Nadie se ha ocupado de cuantificar cuánto ha perjudicado la inseguridad a la economía. La actividad nocturna se ha reducido considerablemente en todo el país. Muchos turistas de primer ingreso dudan en regresar. La gente le ha ido dejando la calle a una delincuencia desalmada. Las bandas actúan a sus anchas y en sus disputas también caen  inocentes, sin que importe edad, sexo o condición social.

La inseguridad no es ya una percepción que algunos han tratado de desacreditar. Es un elemento tangible y cotidiano. Tiene dimensiones y efectos visibles. Un país no puede vivir sitiado por estos factores. El Gobierno tiene que mejorar las capacidades que luchan contra todas las vertientes este mal, desde la prevención hasta la persecución y castigo. Tiene que abatir las causas sociales y económicas en que germina el problema. Tiene que hacerlo pronto y sería ocioso preguntar las razones.

Reglas para el intercambio

El intercambio comercial entre la República Dominicana se ha desarrollado de manera informal. En varios puntos fronterizos coinciden dominicanos y haitianos que promueven mercancías y servicios. Ha sido un desarrollo a cuenta propia de los interesados. Las condiciones del intercambio se apartan de la tendencia moderna en cuanto a comercio transfronterizo.
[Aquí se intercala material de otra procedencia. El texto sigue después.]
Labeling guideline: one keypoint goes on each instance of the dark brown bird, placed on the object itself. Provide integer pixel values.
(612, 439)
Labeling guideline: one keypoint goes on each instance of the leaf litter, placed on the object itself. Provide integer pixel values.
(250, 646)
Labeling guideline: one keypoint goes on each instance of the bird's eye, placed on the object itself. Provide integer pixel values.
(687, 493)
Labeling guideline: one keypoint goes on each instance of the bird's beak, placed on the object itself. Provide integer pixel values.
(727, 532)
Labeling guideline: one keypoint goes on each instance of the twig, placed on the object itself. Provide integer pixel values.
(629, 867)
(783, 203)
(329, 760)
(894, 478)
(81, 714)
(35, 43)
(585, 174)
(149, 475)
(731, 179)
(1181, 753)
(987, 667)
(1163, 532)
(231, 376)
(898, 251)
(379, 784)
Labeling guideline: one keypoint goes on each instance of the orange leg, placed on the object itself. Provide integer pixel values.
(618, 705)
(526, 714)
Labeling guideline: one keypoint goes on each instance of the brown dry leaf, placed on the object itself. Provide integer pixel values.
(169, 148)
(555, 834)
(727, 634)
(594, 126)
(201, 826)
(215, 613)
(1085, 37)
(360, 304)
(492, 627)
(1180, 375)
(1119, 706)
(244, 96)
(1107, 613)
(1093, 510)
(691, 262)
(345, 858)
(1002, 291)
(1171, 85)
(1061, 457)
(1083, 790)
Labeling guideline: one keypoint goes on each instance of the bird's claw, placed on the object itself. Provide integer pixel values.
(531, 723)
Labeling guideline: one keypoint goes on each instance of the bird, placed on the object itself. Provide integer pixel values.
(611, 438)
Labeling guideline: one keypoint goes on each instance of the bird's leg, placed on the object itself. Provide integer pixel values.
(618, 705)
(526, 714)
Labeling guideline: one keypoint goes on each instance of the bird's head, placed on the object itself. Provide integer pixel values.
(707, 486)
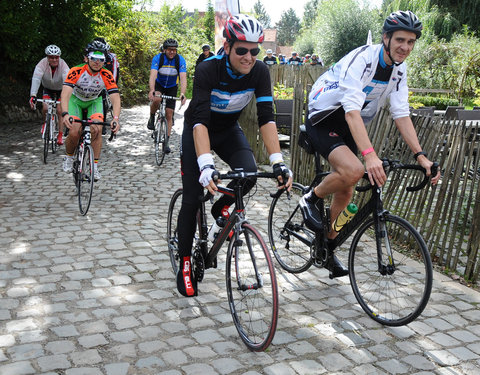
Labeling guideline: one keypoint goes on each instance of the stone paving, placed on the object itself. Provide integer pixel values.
(96, 295)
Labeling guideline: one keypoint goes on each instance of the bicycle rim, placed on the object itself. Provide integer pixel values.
(54, 133)
(85, 180)
(160, 141)
(399, 295)
(253, 304)
(172, 233)
(46, 138)
(288, 236)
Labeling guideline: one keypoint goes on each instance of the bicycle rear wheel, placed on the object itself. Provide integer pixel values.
(289, 238)
(85, 180)
(160, 139)
(396, 291)
(172, 232)
(46, 138)
(252, 289)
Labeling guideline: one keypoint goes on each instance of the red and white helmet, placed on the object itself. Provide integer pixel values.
(244, 28)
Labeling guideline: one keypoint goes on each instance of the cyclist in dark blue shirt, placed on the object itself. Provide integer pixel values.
(168, 68)
(223, 86)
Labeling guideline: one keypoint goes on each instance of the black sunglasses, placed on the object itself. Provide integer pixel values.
(240, 51)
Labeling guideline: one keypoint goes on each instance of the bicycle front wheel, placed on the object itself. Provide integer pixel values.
(46, 138)
(392, 286)
(172, 232)
(289, 238)
(252, 289)
(160, 139)
(85, 180)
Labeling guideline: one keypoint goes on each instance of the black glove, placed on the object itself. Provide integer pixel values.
(281, 170)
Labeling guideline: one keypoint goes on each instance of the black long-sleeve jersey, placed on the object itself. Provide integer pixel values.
(219, 95)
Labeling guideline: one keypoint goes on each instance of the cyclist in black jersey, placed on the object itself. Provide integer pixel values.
(223, 87)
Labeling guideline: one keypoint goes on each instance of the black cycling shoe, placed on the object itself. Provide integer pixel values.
(151, 125)
(310, 213)
(336, 268)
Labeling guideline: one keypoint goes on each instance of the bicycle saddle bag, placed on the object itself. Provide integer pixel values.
(304, 141)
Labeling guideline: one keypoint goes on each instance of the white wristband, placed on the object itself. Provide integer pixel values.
(276, 158)
(205, 159)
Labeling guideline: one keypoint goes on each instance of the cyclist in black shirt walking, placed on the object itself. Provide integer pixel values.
(223, 87)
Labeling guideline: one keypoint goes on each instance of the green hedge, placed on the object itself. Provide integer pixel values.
(431, 101)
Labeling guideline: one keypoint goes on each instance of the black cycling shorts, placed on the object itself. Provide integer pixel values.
(171, 91)
(331, 132)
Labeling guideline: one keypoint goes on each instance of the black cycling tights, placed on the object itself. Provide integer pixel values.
(232, 147)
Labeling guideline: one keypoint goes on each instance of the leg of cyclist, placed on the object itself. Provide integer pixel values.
(334, 142)
(95, 112)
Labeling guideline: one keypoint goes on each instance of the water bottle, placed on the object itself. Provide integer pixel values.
(215, 228)
(344, 217)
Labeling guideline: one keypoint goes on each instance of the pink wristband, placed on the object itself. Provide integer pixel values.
(367, 151)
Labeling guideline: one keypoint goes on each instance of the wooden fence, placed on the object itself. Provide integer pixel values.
(448, 215)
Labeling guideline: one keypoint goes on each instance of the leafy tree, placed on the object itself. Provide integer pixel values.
(261, 14)
(288, 27)
(209, 23)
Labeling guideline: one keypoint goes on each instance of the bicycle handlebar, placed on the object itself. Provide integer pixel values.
(91, 122)
(395, 164)
(48, 101)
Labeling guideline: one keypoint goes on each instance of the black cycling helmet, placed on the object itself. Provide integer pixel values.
(403, 20)
(170, 43)
(102, 43)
Se necesitaba una base jurídica que definiera e hiciera valer los parámetros de ese intercambio, sus condiciones y organización.

La promulgación de la Ley 216-11 tiene la finalidad de  garantizar el desarrollo social y económico de los pueblos fronterizos, garantizando el buen funcionamiento de las actividades comerciales desarrolladas dentro de los municipios fronterizos, proporcionando un entorno de competitividad, eficiencia y de libre mercado. La norma es un buen paso hacia la modernización de ese vigoroso intercambio comercial.